Beware folks, this mocktail will bite back
Whether it’s the sub-zero temperatures or the fading spirit of Christmas cheer, there’s something about January that has us all longing for sun, sea, sand – and cocktails.
You’ll be forgiven for dreaming of rum-on-the-rocks somewhere south of the equator as soon as the new year kicks in. This year, we’re taking matters into our own hands and reaching for the mocktail shaker. Say hello to the Jamaican Zombie, a booze-free treat that’ll transport you to the tropics from the very first sip.
Originally an ode to the island’s top tipple, the Zombie showcased the very best of Jamaican rum. For our easy twist on the original recipe, you’ll pair aromatic Caleño Dark & Spicy alcohol-free rum with sweet mango and tangy passion fruit. Add a splash of homemade scotch bonnet syrup (what can we say? This mocktail bites back) and head long-haul for the sip of a lifetime.
Jamaican Zombie
Serves: 1
Total time: 5 mins (plus overnight for syrup)
Scotch Bonnet Syrup
1 scotch bonnet
1 tsp allspice berries
1 cinnamon stick
100g sugar
100 ml water
Cocktail
50 ml Caleño Dark & Spicy
100 ml mango juice
100 ml passionfruit juice
Half a lime
Ice
Step 1 Combine your sugar and water in a saucepan and dissolve over low heat.

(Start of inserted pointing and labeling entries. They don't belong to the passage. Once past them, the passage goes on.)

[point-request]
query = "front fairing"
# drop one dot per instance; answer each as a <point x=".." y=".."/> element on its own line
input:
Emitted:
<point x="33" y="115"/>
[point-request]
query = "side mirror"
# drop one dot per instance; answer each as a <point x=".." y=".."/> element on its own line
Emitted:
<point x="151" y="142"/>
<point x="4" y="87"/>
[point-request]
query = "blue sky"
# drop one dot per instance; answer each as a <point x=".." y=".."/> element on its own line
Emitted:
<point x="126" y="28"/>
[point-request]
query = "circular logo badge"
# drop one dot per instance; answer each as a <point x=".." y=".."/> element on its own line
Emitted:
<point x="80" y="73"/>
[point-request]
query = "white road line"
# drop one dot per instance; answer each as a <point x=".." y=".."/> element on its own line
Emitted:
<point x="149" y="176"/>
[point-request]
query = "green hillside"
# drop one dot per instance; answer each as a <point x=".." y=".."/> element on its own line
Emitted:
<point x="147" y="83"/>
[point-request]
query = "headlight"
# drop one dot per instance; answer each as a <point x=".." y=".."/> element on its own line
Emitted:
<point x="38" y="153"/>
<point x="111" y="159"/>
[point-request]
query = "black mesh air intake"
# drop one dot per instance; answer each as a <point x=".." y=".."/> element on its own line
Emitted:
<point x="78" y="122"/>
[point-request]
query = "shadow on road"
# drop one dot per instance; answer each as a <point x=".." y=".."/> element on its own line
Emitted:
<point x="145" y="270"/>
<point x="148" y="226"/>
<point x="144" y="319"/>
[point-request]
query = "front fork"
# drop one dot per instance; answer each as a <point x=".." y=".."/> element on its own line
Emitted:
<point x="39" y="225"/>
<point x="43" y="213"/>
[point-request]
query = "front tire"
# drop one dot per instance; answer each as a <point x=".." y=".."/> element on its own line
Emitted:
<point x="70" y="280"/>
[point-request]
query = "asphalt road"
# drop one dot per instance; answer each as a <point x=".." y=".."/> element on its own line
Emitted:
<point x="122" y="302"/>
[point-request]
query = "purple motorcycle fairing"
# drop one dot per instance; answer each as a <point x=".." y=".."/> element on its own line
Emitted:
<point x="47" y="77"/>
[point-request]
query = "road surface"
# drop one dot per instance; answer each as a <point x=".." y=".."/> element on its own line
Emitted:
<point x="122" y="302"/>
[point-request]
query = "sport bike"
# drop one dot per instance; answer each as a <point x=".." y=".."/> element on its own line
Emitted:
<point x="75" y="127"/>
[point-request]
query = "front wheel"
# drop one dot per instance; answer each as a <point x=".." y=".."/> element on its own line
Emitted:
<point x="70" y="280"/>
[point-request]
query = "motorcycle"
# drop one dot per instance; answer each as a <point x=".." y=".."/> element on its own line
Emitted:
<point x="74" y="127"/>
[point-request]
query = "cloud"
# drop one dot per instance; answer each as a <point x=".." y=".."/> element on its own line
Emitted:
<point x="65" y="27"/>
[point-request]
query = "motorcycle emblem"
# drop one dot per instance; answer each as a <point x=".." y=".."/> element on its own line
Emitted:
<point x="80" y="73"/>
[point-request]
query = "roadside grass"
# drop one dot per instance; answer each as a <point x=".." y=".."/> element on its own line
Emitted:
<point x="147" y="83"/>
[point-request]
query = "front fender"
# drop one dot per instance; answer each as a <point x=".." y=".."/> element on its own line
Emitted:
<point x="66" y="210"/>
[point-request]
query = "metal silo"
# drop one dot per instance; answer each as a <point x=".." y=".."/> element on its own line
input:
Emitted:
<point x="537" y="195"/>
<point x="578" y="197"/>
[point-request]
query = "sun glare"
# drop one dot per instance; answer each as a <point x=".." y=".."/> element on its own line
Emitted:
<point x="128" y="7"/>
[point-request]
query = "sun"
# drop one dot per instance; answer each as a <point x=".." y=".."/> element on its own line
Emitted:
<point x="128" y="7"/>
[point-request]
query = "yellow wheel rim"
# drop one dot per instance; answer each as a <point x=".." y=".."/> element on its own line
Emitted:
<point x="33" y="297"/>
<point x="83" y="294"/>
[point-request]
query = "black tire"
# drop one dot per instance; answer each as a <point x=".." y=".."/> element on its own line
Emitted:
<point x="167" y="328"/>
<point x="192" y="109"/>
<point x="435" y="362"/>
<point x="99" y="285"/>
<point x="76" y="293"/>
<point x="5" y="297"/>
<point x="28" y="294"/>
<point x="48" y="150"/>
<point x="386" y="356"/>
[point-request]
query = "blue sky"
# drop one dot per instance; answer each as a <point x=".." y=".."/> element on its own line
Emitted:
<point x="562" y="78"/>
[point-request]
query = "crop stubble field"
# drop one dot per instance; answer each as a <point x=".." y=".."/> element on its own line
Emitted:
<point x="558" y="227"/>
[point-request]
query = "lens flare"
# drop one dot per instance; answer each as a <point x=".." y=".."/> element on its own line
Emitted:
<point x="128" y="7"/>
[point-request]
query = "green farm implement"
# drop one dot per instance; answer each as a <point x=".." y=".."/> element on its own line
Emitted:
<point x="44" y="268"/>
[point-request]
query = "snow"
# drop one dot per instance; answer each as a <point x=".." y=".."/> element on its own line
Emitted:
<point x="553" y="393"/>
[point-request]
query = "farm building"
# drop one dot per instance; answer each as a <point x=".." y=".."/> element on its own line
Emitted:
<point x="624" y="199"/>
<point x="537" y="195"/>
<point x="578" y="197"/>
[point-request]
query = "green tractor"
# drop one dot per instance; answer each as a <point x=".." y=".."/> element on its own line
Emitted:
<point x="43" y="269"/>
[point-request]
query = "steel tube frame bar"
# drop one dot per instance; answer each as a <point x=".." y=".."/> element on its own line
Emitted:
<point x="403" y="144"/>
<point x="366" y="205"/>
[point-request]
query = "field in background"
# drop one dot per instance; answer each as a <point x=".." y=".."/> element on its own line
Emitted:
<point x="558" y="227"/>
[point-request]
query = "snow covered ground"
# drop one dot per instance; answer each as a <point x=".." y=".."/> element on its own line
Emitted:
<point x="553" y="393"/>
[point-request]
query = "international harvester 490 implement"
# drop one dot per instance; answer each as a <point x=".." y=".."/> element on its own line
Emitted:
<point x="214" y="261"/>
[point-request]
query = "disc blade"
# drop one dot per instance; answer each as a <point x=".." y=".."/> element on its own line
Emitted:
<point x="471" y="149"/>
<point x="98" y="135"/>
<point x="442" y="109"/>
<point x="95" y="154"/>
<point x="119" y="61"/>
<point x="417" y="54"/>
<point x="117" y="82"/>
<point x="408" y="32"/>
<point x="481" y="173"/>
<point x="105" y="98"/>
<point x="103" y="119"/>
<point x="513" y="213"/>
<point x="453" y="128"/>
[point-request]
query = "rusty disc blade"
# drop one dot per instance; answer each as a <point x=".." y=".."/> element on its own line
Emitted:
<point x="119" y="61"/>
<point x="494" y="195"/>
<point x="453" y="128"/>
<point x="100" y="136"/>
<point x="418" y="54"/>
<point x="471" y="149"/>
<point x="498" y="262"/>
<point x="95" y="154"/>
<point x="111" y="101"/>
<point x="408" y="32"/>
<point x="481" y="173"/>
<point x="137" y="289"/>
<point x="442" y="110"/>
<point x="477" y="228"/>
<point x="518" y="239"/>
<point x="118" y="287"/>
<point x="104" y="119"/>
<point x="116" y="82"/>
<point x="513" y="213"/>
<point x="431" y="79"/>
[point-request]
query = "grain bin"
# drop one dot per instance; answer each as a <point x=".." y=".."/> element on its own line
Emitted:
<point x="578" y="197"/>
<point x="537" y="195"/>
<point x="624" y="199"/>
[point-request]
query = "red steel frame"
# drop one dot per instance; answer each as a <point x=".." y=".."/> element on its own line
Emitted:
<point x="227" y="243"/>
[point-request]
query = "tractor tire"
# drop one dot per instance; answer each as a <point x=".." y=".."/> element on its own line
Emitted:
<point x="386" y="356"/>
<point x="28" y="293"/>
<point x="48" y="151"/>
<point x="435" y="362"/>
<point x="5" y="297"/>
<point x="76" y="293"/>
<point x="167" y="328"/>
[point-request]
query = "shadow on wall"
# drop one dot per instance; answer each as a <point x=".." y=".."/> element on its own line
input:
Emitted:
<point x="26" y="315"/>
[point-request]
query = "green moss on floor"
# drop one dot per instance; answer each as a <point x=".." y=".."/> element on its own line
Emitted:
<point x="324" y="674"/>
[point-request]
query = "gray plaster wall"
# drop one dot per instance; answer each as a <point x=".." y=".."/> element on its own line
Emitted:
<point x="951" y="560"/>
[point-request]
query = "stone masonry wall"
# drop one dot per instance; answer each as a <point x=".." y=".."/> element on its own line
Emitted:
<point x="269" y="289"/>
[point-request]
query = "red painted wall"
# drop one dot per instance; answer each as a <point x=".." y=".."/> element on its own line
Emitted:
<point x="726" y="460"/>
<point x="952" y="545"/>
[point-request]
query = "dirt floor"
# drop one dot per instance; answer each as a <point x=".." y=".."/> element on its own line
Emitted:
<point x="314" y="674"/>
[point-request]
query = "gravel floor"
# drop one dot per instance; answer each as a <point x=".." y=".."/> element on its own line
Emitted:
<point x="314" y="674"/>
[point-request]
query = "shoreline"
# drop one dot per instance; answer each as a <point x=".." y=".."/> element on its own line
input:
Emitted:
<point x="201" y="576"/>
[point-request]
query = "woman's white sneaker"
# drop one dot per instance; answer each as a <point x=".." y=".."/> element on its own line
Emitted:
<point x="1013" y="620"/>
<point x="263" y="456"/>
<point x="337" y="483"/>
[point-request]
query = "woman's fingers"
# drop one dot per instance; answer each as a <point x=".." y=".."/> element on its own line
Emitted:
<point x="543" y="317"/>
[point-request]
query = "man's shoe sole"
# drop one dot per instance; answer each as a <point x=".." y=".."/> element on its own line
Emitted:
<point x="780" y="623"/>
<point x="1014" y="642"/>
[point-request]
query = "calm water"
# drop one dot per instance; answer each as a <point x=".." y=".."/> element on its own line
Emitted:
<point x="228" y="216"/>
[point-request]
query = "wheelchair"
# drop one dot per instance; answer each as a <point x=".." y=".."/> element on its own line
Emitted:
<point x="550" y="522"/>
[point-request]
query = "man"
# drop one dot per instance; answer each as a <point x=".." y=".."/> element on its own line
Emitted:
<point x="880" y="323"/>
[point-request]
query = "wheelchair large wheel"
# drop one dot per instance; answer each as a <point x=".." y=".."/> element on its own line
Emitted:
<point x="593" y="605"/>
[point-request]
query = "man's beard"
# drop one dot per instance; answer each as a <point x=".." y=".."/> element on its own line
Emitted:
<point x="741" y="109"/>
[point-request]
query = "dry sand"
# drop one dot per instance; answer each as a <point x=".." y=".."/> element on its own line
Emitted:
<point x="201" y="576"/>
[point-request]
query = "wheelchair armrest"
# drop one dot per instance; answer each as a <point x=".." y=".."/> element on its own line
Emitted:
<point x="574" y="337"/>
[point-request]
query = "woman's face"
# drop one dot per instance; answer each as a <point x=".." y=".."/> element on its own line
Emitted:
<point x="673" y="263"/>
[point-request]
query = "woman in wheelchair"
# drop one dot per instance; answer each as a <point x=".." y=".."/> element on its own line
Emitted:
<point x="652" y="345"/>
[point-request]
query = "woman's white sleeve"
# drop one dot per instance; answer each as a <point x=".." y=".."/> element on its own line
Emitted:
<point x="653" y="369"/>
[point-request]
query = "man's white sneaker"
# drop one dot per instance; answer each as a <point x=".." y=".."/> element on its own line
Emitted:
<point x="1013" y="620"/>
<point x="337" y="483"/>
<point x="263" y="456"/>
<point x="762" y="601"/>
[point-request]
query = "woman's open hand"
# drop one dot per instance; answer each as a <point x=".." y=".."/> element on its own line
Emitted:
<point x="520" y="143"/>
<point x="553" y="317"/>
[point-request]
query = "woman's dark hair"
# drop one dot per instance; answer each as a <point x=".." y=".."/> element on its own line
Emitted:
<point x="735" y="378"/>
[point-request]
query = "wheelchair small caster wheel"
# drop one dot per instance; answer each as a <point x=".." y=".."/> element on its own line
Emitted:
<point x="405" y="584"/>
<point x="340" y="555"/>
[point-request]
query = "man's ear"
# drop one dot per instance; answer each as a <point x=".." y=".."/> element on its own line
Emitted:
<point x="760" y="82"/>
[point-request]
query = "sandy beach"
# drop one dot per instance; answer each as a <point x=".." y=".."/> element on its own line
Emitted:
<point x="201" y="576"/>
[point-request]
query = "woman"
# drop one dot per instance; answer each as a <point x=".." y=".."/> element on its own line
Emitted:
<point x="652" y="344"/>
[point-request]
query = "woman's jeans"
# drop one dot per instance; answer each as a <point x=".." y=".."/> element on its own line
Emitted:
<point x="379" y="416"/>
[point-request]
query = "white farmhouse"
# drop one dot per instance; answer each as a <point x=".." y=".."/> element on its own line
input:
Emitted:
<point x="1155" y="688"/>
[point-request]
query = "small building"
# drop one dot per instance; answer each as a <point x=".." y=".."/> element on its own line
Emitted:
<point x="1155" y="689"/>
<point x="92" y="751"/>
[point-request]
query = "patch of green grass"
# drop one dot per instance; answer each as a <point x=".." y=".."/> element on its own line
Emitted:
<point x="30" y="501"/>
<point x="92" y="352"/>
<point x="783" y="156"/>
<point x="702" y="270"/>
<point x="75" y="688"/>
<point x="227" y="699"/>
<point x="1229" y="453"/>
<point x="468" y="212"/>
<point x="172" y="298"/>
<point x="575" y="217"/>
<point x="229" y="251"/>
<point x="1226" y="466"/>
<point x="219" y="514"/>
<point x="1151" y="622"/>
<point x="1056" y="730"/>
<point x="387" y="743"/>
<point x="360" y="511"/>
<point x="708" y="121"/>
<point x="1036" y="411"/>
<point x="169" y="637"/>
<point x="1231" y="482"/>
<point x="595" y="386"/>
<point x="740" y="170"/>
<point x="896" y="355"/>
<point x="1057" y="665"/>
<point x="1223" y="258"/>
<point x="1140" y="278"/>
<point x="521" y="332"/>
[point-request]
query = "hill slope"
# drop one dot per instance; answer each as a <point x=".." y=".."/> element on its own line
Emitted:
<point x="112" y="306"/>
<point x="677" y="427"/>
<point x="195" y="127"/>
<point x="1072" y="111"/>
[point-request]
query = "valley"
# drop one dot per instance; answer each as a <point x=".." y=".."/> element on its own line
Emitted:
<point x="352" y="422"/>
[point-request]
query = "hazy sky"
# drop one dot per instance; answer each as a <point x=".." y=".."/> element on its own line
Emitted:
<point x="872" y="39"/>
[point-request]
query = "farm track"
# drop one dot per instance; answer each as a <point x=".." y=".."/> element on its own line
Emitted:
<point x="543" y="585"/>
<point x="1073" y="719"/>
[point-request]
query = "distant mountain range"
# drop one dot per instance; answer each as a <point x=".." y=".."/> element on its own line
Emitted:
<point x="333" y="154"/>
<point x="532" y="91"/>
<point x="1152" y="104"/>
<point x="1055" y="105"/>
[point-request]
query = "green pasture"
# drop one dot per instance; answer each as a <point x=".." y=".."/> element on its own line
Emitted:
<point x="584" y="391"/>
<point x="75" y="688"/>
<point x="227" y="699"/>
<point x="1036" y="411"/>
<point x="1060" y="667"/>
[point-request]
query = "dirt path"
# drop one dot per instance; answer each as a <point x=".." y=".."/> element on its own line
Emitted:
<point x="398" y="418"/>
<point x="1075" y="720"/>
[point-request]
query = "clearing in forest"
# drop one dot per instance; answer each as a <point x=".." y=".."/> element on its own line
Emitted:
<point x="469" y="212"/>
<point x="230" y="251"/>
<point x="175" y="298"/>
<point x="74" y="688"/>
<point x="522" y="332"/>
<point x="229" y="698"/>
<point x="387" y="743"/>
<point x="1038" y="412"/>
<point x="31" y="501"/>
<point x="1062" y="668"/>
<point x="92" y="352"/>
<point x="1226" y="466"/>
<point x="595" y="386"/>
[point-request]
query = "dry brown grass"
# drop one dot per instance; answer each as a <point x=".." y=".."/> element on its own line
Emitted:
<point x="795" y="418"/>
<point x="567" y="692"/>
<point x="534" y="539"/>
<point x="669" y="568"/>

Step 2 Add your allspice berries, scotch bonnet and cinnamon stick, and heat for 10 minutes. Remove the syrup from the heat and leave to steep overnight.
Step 3 In a tall glass add ice, the juice of half a lime, fruit juices and Caleño Dark & Spicy. Give the drink a good mix and serve with a straw and mini-sparkler (because why not).